Today we commemorate the life of a good man. Not a perfect man — a good man. At a time when violent change was convulsing the nation, he stood for non-violence. At a time when hatred fed its caustic poison into the veins of a nation, he abstained. He preferred the milk of human kindness to the drunkenness of hate.
All he did was walk.
In the face of guns, smoke, fire and fire hose, he walked. In the face of threats, taunts and vitriolic anger, he walked. In the face of beatings and imprisonment, he walked. In the face of long-standing bitterness and revenge-seeking, he walked.
Vengeance is mine, I will repay, saith the Lord (Romans 12:19). He believed that, so he walked.
He was a calm presence in turbulent times, and as such he was a gift from God to our society. Things could have easily gotten worse. For a while they did, until he turned up and just walked. Like Jesus sleeping in the boat in the middle of a turbulent storm, he had a different agenda. He calmed the sea. He walked.
He didn’t walk away. He walked into. Right into the middle of everything, he walked. He locked arms with his fellow human beings, and walked.

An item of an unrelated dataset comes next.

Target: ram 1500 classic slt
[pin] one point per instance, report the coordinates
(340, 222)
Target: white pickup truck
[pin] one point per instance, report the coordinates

We can walk today because of the One who walks with us. I believe he walked under the same power. We can lock arms and walk right into whatever we are facing.
“We’ve been in the mountain of racial injustice long enough,” Martin Luther King said in a speech to a Los Angeles synagogue in 1965. “And now it is time for us to move on to that great and noble realm of justice and brotherhood.”
He walked, and he kept on walking right up over that mountain, until he was gone.